Bitmovin - Elevated API Error Rate on Muxing creation – Incident details

Elevated API Error Rate on Muxing creation

Resolved
Major outage
Started about 2 months agoLasted 40 minutes

Affected

Encoding

Major outage from 5:50 AM to 6:30 AM

Encoding API

Major outage from 5:50 AM to 6:30 AM

Updates
  • Postmortem
    Postmortem

    Incident Post-Mortem – Encoding Cleanup Gap-Lock

    Date: 2025-10-16
    Duration: 07:49–08:30 UTC (41 minutes)
    Customer Impact: Calls to the https://api.bitmovin.com/v1/encoding/encodings/{encoding_id}/muxings/ endpoints failed, leading to workflow stoppages. The failure rate remained below monitoring thresholds, so the issue was not immediately detected.

    Summary

    At 07:49 UTC, our encoding cleanup process (responsible for deleting old encodings outside of retention) triggered a gap-lock on one of our database tables. While the long-running delete transaction was active, the API was unable to insert new records into the table.

    This directly impacted the muxings endpoints, which failed during this period and caused encoding workflows to stop. Because the error rate was below our monitoring alert thresholds, the incident went unnoticed until the team was alerted at 08:20 UTC.

    Root Cause

    The issue was caused by outdated MySQL table statistics, which led the MySQL query optimizer to select an inefficient execution plan:

    • Instead of using an index scan on the large table, the query optimizer chose a full table scan.

    • Under REPEATABLE_READ isolation, this resulted in gap-locks across wide portions of the table.

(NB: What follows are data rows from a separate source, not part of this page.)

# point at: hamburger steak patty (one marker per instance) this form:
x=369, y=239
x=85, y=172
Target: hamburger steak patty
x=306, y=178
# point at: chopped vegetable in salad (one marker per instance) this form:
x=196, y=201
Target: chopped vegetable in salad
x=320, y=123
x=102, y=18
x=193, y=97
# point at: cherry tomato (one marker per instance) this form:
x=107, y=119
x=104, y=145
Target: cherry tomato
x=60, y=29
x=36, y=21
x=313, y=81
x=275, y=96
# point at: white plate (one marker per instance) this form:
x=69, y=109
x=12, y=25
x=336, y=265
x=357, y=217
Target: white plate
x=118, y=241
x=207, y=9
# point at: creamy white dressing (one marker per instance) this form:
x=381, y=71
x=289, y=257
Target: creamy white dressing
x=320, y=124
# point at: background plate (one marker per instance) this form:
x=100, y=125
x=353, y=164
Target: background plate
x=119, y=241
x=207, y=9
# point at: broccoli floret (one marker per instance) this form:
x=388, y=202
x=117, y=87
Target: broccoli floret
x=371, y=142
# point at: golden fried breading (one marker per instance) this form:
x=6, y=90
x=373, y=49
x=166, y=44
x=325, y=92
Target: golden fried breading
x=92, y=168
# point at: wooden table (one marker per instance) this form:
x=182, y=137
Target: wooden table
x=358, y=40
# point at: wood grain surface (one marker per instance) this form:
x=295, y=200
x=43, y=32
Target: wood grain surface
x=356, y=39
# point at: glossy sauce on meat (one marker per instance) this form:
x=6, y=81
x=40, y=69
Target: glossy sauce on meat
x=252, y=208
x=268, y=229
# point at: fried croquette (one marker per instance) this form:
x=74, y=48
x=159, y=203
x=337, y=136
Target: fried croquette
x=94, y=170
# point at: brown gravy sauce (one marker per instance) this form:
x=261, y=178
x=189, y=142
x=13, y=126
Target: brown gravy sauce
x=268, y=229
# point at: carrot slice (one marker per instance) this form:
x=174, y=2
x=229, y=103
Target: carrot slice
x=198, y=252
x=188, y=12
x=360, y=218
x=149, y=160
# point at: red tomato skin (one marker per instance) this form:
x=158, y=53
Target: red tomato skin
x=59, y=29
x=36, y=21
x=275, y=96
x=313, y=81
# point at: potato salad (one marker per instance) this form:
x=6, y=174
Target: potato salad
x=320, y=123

    • In practice, this behaved like a table-level lock, blocking all inserts until the cleanup query was stopped.

    Timeline

    • 07:49 UTC – Encoding cleanup process starts. Optimizer chooses full table scan → gap-locks prevent inserts.

    • 07:49–08:20 UTC – Calls to /encoding/encodings/{encoding_id}/muxings/ fail, workflows stop. Monitoring does not alert as errors are below configured threshold.

    • 08:20 UTC – Engineering team is alerted.

    • 08:20–08:30 UTC – Cleanup process identified as root cause. Process is stopped, lock released.

    • 08:30 UTC – Incident resolved, API resumes normal operation.

    Immediate Actions

    After resolving the incident, we immediately stopped the cleanup process and investigated why it suddenly caused issues despite having run successfully for years.

    Since then, we have:

    • Tightened timeouts for deletion commands in the cleanup process.

    • Changed to a more forgiving isolation level to prevent broad blocking locks.

    • Adjusted the cleanup process to use smaller batch sizes and higher concurrency, which reduced database impact and increased throughput.

    • Added significantly more monitoring to the cleanup process to better track query performance and catch anomalies early.

    Next Steps

    • Update MySQL statistics so the query optimizer selects the correct execution plan.

      • Expected completion: by end of this week (2025-10-24)

    • Rework alerting strategy to detect low-rate but workflow-blocking errors earlier.

      • Expected completion: within 3 weeks (by 2025-11-06)

  • Resolved
    Resolved

    We experienced elevated API error rates on the encoding endpoints between 07:50 and 08:30 UTC. The issue, caused by the encoding service during muxing creation, was identified and promptly resolved. The engineering team is preparing a post-mortem and will share it here once available.

  • Investigating
    Investigating
    We are currently investigating this incident.